So came in this AM and none of the network drives were accessible. traced the problem to the POOL in the TrueNAS being offline and then found all the messages TreuNAS was sending last night about the situation in my EMAIL:
At 5:08 PM yesterday:
New alert:
* Pool VIPER_AFA state is UNAVAIL: One or more devices is currently being resilvered. The pool will continue to function, possibly in a degraded state.

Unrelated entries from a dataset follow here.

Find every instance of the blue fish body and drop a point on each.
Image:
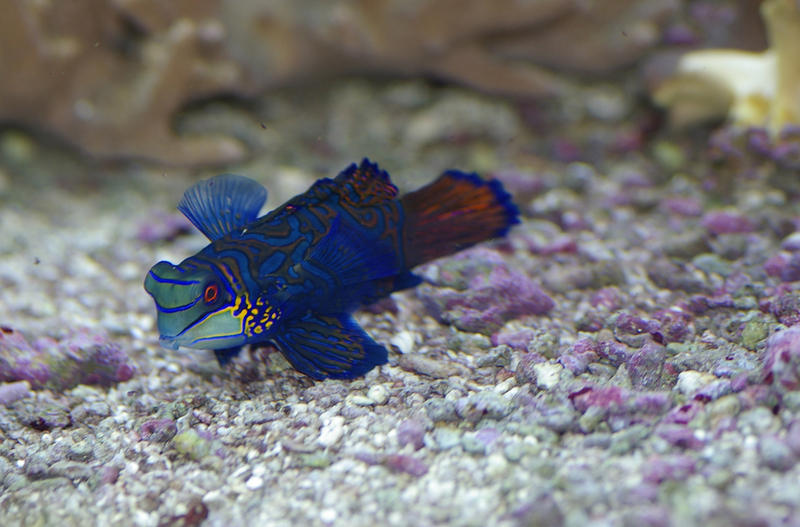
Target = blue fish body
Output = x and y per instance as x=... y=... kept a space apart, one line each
x=294 y=276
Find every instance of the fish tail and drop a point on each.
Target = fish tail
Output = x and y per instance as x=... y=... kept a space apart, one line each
x=452 y=213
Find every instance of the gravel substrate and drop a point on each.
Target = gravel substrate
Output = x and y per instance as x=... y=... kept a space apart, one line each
x=629 y=355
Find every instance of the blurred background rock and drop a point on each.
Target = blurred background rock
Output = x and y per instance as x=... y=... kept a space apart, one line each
x=111 y=76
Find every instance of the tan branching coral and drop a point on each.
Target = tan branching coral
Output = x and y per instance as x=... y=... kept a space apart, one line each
x=750 y=89
x=109 y=75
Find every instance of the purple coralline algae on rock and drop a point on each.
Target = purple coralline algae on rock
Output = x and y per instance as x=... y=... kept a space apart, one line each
x=79 y=358
x=486 y=293
x=782 y=360
x=724 y=222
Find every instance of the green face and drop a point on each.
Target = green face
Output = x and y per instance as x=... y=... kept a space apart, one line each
x=195 y=308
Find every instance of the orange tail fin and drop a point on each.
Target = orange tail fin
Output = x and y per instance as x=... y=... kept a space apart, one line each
x=454 y=212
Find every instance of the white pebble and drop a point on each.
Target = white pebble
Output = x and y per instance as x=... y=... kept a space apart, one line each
x=547 y=374
x=332 y=431
x=378 y=393
x=690 y=381
x=404 y=341
x=327 y=515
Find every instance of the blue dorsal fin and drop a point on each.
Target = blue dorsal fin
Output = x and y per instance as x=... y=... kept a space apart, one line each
x=222 y=204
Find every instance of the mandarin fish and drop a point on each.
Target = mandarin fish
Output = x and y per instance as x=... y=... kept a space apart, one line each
x=294 y=276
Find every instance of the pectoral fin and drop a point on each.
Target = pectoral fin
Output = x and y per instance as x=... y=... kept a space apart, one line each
x=224 y=356
x=329 y=346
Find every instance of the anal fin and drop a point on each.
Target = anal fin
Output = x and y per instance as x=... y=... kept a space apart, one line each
x=329 y=346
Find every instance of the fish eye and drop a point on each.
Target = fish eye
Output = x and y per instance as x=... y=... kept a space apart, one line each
x=211 y=293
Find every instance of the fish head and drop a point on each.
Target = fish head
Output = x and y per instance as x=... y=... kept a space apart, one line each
x=196 y=307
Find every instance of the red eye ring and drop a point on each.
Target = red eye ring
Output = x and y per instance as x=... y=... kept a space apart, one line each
x=210 y=294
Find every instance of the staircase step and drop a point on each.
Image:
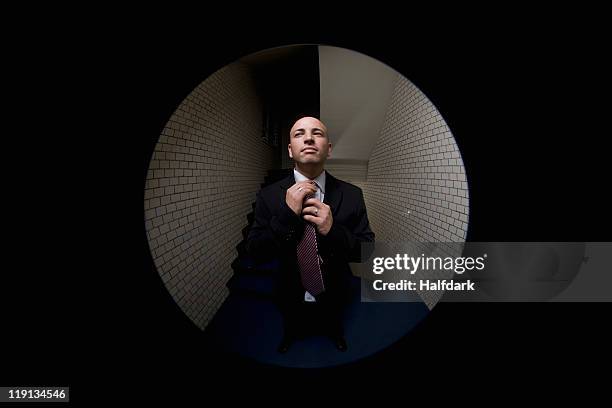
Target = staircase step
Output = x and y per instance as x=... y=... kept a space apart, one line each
x=246 y=265
x=260 y=286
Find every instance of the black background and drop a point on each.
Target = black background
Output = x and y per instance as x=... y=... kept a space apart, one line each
x=527 y=101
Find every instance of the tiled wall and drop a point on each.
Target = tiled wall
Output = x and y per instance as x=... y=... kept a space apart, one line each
x=204 y=174
x=416 y=188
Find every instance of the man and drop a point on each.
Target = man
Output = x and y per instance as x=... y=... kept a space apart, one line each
x=314 y=224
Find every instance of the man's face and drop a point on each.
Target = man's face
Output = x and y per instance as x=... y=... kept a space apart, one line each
x=308 y=141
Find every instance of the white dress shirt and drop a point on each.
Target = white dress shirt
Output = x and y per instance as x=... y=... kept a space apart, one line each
x=319 y=195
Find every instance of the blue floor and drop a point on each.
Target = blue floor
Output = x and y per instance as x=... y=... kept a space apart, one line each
x=252 y=327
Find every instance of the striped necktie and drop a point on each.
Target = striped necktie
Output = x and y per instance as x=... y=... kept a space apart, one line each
x=308 y=260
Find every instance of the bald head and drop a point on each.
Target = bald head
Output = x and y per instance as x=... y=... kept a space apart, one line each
x=308 y=141
x=308 y=122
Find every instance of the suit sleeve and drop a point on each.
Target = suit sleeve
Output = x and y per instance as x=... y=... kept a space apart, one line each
x=271 y=234
x=347 y=241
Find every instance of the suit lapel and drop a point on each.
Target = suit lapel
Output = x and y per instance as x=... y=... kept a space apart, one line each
x=333 y=194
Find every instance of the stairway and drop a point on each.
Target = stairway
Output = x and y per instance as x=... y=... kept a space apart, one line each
x=250 y=277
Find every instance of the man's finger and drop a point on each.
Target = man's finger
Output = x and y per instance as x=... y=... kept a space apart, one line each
x=310 y=210
x=314 y=202
x=311 y=218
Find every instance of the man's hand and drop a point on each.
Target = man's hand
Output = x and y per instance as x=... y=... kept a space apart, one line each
x=319 y=214
x=296 y=193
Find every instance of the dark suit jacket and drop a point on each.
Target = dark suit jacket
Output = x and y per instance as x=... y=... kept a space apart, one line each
x=277 y=230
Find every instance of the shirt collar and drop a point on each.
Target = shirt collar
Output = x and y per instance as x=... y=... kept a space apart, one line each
x=320 y=180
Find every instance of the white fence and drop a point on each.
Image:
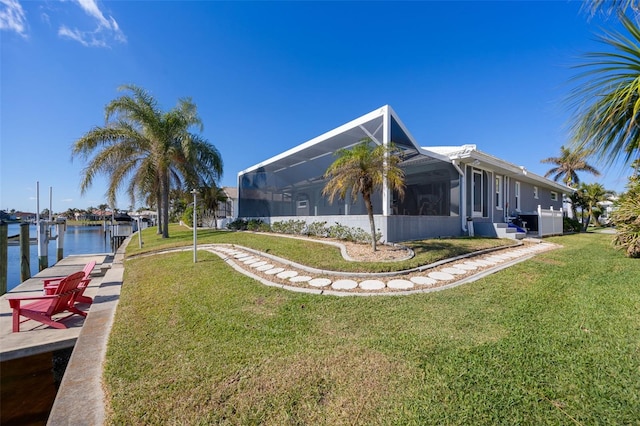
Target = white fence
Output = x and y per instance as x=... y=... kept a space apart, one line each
x=549 y=221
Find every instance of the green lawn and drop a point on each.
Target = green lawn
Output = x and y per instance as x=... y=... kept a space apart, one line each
x=553 y=340
x=316 y=255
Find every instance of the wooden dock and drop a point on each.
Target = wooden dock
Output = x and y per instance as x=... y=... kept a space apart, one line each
x=34 y=337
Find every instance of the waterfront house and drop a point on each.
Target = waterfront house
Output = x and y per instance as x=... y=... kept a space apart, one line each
x=450 y=190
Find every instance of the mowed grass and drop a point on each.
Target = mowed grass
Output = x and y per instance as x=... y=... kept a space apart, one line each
x=315 y=254
x=553 y=340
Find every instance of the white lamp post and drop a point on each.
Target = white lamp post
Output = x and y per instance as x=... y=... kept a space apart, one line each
x=195 y=228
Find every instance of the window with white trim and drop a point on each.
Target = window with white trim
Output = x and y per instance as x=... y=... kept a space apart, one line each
x=499 y=192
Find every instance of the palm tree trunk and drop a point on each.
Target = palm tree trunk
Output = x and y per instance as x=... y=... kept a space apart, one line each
x=367 y=202
x=164 y=210
x=159 y=210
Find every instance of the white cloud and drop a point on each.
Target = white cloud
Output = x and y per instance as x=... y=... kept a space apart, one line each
x=12 y=17
x=107 y=28
x=85 y=38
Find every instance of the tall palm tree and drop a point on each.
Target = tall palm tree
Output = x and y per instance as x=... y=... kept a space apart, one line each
x=606 y=103
x=568 y=164
x=361 y=170
x=151 y=149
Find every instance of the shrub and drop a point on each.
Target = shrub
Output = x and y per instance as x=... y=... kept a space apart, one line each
x=295 y=227
x=347 y=233
x=257 y=225
x=238 y=225
x=626 y=218
x=317 y=229
x=571 y=225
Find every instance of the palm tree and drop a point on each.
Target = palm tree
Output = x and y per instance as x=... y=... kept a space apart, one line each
x=361 y=170
x=151 y=149
x=568 y=164
x=626 y=217
x=592 y=194
x=606 y=103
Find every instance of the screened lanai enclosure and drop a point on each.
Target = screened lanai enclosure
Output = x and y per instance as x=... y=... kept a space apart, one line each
x=289 y=185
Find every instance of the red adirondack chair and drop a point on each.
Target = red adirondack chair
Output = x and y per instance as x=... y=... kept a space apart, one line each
x=50 y=284
x=45 y=306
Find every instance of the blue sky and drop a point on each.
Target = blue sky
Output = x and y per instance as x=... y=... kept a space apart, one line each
x=267 y=76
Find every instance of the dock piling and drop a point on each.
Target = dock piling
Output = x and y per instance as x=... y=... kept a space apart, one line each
x=4 y=259
x=25 y=254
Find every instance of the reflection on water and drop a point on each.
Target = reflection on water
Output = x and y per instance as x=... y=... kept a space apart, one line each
x=77 y=240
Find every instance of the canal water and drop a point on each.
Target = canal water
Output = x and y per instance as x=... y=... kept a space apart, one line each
x=77 y=240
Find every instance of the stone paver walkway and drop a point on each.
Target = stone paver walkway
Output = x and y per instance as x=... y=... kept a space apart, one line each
x=274 y=271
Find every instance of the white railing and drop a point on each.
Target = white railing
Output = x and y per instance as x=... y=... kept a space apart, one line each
x=549 y=221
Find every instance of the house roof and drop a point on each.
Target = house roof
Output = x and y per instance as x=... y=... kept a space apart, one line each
x=231 y=192
x=314 y=156
x=469 y=154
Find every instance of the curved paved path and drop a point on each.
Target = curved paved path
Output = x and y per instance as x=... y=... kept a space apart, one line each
x=274 y=271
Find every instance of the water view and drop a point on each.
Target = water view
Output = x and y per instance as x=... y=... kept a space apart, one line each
x=77 y=240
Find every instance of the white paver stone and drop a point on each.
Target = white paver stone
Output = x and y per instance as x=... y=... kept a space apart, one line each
x=344 y=285
x=273 y=271
x=287 y=274
x=454 y=271
x=372 y=285
x=423 y=280
x=399 y=284
x=265 y=267
x=501 y=257
x=441 y=276
x=467 y=266
x=320 y=282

The following devices are not healthy:
At 6:09 PM this:
New alert:
* Pool VIPER_AFA state is UNAVAIL: One or more devices are faulted in response to persistent errors. There are insufficient replicas for the pool to continue functioning.
The following devices are not healthy:
At 6:29 this:
New alert:
* Pool VIPER_AFA state is UNAVAIL: One or more devices are faulted in response to persistent errors. There are insufficient replicas for the pool to continue functioning.

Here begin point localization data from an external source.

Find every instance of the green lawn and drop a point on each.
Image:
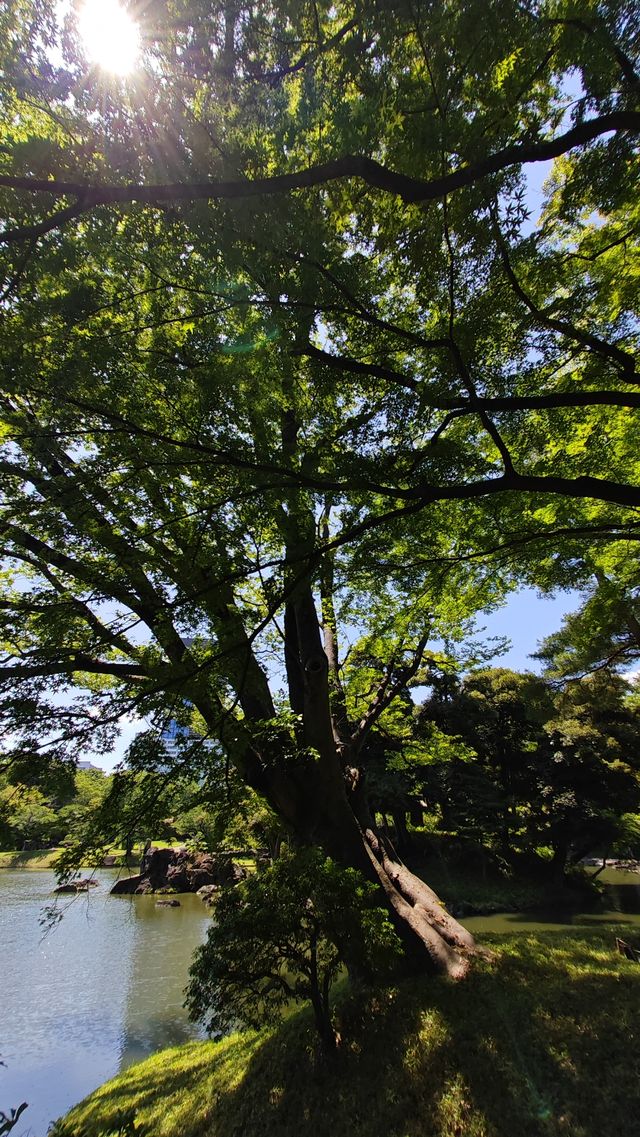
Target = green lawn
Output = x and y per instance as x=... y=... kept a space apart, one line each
x=545 y=1040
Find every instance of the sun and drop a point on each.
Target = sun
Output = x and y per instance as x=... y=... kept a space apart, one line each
x=109 y=36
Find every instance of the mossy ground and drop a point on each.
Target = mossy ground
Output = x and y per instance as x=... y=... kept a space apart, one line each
x=543 y=1040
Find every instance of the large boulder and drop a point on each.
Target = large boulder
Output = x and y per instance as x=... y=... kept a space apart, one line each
x=166 y=870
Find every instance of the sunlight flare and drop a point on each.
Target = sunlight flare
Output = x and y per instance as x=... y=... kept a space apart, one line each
x=110 y=38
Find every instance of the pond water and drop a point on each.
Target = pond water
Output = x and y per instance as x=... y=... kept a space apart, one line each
x=105 y=987
x=100 y=990
x=621 y=904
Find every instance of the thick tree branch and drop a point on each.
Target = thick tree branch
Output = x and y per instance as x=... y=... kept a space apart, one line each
x=409 y=189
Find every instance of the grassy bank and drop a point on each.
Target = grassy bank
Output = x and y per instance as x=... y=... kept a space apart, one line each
x=35 y=859
x=47 y=859
x=543 y=1040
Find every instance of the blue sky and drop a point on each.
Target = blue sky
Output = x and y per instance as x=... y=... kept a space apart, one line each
x=525 y=619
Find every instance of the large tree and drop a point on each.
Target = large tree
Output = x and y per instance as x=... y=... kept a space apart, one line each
x=284 y=363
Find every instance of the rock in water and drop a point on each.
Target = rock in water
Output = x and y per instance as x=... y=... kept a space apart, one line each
x=166 y=870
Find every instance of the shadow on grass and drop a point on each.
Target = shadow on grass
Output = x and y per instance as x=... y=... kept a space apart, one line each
x=546 y=1042
x=543 y=1042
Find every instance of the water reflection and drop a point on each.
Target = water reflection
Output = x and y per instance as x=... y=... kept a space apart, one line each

The following devices are not healthy:
At 9:03 this:
New alert:
* Pool VIPER_AFA state is UNAVAIL: One or more devices are faulted in response to persistent errors. There are insufficient replicas for the pool to continue functioning.
The following devices are not healthy:
By 9:10 this:
New alert:
* Pool VIPER_AFA state is UNAVAIL: One or more devices are faulted in response to persistent errors. There are insufficient replicas for the pool to continue functioning.

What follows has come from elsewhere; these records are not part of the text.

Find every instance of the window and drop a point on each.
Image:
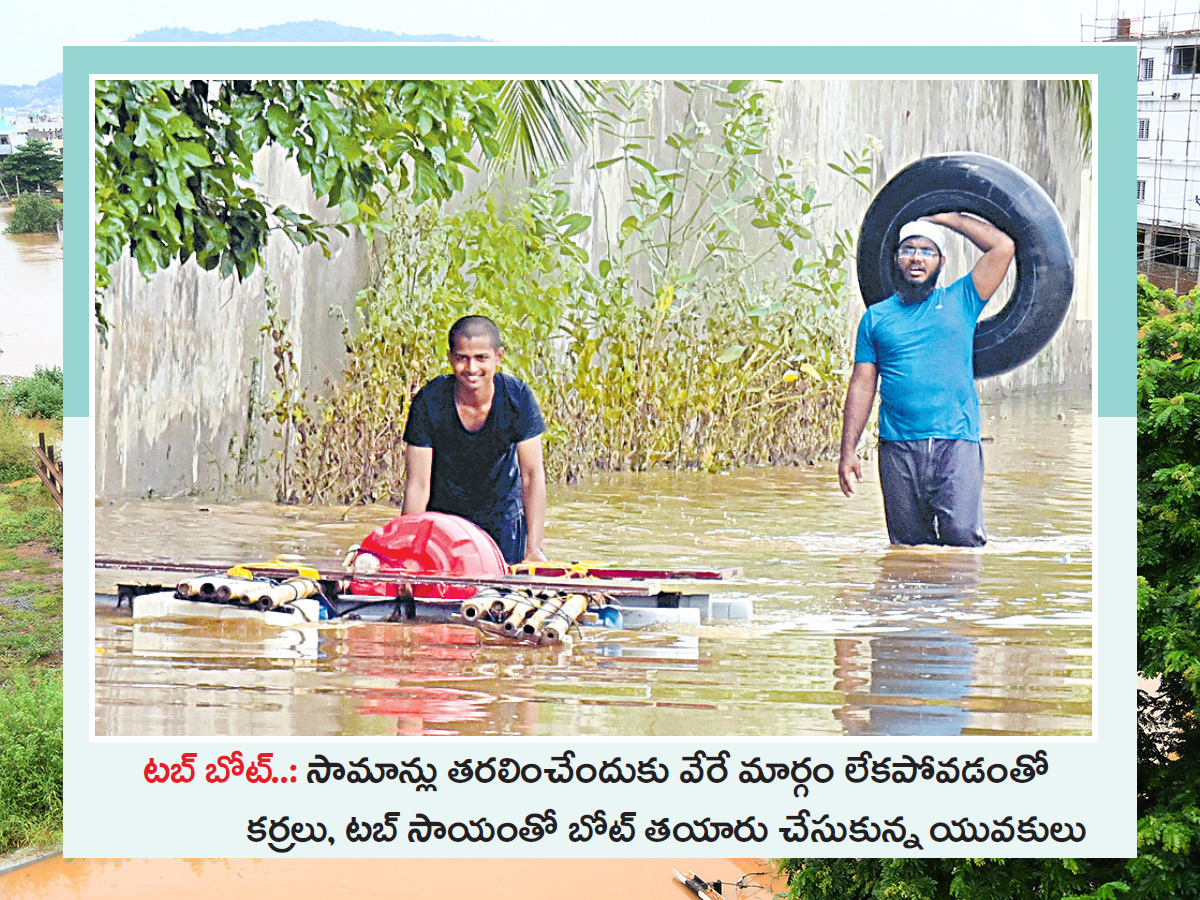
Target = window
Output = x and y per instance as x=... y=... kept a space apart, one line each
x=1170 y=250
x=1183 y=60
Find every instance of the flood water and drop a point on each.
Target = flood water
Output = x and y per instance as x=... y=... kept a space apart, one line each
x=850 y=636
x=31 y=299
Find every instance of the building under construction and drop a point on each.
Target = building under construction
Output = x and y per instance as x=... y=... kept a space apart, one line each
x=1168 y=142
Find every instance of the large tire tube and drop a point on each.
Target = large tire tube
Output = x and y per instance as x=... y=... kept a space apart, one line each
x=1013 y=202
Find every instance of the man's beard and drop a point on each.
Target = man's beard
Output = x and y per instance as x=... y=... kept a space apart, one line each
x=916 y=293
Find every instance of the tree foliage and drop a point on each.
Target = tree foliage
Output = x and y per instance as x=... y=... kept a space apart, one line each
x=706 y=336
x=175 y=160
x=34 y=215
x=1168 y=862
x=34 y=166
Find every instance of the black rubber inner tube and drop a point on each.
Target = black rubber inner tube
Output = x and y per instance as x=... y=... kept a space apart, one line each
x=1013 y=202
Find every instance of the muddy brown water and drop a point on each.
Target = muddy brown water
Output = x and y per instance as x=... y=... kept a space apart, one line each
x=850 y=636
x=31 y=299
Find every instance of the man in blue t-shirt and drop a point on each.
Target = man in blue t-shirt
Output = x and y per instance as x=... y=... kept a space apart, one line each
x=474 y=445
x=918 y=346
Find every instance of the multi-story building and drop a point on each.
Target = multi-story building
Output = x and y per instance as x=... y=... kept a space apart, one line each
x=1168 y=143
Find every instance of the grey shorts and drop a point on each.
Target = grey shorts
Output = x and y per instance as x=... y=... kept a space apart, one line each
x=933 y=491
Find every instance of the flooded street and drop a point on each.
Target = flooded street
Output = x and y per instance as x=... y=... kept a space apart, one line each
x=849 y=636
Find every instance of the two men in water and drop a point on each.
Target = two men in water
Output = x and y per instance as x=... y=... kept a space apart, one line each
x=474 y=444
x=917 y=346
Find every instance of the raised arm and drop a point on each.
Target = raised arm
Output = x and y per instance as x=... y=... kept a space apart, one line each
x=533 y=497
x=859 y=399
x=997 y=249
x=418 y=475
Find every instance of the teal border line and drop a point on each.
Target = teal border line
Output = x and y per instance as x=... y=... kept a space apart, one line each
x=1115 y=144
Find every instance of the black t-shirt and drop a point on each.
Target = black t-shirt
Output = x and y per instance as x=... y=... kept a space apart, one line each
x=475 y=474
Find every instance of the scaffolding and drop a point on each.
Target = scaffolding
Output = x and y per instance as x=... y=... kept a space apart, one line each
x=1168 y=139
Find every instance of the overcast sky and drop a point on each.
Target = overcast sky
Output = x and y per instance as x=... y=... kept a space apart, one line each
x=35 y=35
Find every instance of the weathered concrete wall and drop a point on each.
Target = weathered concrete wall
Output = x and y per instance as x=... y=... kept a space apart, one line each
x=177 y=381
x=1021 y=121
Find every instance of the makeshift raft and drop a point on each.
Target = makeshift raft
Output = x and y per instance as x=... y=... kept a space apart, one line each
x=433 y=568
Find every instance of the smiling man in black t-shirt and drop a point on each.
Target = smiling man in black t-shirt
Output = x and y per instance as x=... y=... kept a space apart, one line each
x=474 y=445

The following devices are not healthy:
* Device: /dev/da0, failed to read SMART values.
* Device: /dev/da0, Read SMART Self-Test Log Failed.
* Device: /dev/da4, failed to read SMART values.
* Device: /dev/da4, Read SMART Self-Test Log Failed.
At 9:11 this:
These alerts have been cleared:
* Device: /dev/da4, failed to read SMART values.
* Device: /dev/da4, Read SMART Self-Test Log Failed.
Current alerts:
* Snapshot Task For Dataset "VIPER_AFA/viperiscsiafa" failed: cannot create snapshot 'VIPER_AFA/viperiscsiafa@auto-2023-01-22_00-00': out of space
no snapshots were created..
* Pool VIPER_AFA state is UNAVAIL: One or more devices are faulted in response to persistent errors. There are insufficient replicas for the pool to continue functioning.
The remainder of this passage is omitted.